Olivier Charpentier a choisi de peindre cette fois avec Apollinaire à l’esprit. Ce n’était pas pour épouser les préférences picturales bien connues du poète qui, à l’occasion, se fit volontiers critique d’art. Mais bien plutôt habité par les Poèmes à Lou, s’emparant de fragments du Bestiaire, il en a retenu des vers, des bribes, pour donner son titre à chaque pièce de deux séries distinctes.

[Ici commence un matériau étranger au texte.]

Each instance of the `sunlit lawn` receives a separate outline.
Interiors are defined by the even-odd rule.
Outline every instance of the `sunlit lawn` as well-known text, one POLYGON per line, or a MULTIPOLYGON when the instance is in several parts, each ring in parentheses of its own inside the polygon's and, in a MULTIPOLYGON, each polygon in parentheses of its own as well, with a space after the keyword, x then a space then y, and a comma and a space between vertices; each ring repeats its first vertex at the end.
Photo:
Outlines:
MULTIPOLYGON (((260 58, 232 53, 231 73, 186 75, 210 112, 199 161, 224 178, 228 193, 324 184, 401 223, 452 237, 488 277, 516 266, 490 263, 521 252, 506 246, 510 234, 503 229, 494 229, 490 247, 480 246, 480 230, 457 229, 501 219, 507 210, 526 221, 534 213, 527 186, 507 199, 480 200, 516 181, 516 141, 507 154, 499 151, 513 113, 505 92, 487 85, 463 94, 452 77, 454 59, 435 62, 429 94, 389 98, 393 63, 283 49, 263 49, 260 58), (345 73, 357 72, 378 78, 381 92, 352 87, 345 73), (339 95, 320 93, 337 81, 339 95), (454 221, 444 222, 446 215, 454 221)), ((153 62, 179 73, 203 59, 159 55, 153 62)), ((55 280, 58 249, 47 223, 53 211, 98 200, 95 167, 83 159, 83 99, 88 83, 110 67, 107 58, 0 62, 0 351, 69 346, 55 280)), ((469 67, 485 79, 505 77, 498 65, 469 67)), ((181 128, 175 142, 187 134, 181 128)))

Le liseré de couleur qui encadre la plupart des huiles et le boîtier qui enferme invariablement les monotypes sont seulement les indices formels de l’unité respective des deux séries, surgies chacune d’un même creuset, dans un même mouvement et avec la même promptitude. Tout un univers jaillit, se déployant en de multiples scènes, et aspire quiconque se prend à y entrer. On s’y promène, allant de l’une à l’autre sans souci de suivre un ordre et séduit par leur cohésion. Si, inversement, le regard s’arrête sur l’une d’entre elles, il ne peut être que saisi par la sûreté du geste de l’artiste, sa concision, et la vivacité de la touche : la courbe de la hanche qui souligne à la fois la fermeté de la chair, sa sensualité laiteuse et le mur mat de la chambre, l’ombre esquissée du cheval qui en fait résonner la course effrénée sous la lune, la silhouette du réverbère sur le pont qui convoque à elle seule la ville entière noyée dans la nuit blafarde, ou encore le flou orange où le dromadaire ondule dans la chaleur, devancé au loin par d’autres. Quelques contours, deux ou trois couleurs, un contraste de lumières, la scène succincte, et le visage de Lou se fait présence crue, la tête de Guillaume souvenir, la roue du paon tout yeux, le sang gicle. Pareille force d’évocation se passe de toute exactitude réaliste - l’herbe est rouge, la puce immense, la trompette creuse, le serpent ondulations. La teinte, la tache ou le trait forment ellipse. Par là ils rejoignent, au moment même où on les avait presque oubliées, la poésie et la simplicité du vers d’Apollinaire, dans sa drôlerie, sa fulgurance, sa désinvolture, son cri.